Solar power footprints in Nigeria has been slow but progressive, indicating its gradual and encouraging acceptance in the country, the minister of power, Mr. Babatunde Fashola, has said.
Speaking at the third edition of the annual National Council on Power (NACOP) in Jos, Plateau State, Fashola, stated that the advancement in solar footprints in Nigeria was propelled by individual efforts as well as that of government.
“The solar foot print is growing slowly but surely, not just because of what the FGN is doing but because of what Nigerians are doing in their states,” said Fashola in his opening remarks.
According to him, the government has recognised the need to promote power generation through solar sources, and in this regards accorded it a significant place in its recently approved Power Sector Recovery Programme (PRSP).

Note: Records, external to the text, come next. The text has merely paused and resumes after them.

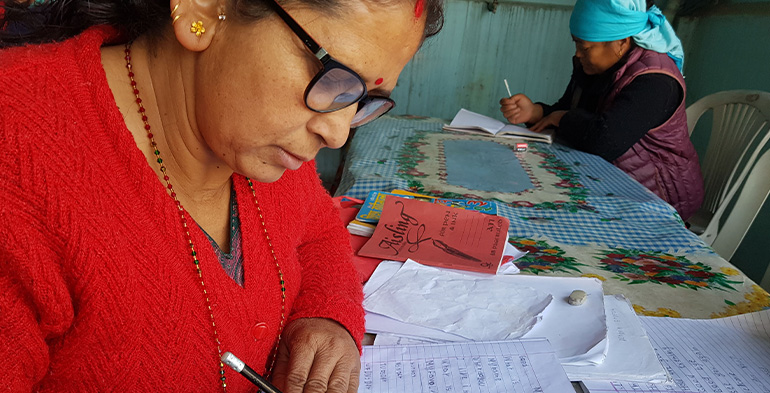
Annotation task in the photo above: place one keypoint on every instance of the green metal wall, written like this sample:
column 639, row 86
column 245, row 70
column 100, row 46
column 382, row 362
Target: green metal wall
column 726, row 48
column 464, row 66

The PRSP, he explained would support and sustain developments in solar power and renewable energy sectors of the country.
He said: “Our role as governmental institutions at federal and state levels is to implement the laws, enunciate policies and take actions that help the private sector play its part effectively.
“Our roles in this regard are well set out in the Electric Power Sector Reform Act 2005 pursuant to which the privatisation of the power sector took place. The issuance of mini-grid regulations by NERC in August of 2017 to allow people provide their own power from 1KW-1 MW and ease the pressure on grid distributed power and improve access to power is a requirement of section 62(2) of the law.”
“The constitution of the board and management of the Rural Electrification Agency by President Buhari in March 2017, to deepen access of rural communities to power and champion deployment of solar power is in accordance with section 88(1)-(4) of the law.
“These are some of the reform actions contained in the Power Sector Recovery Programme being undertaken at federal government level,” Fashola added.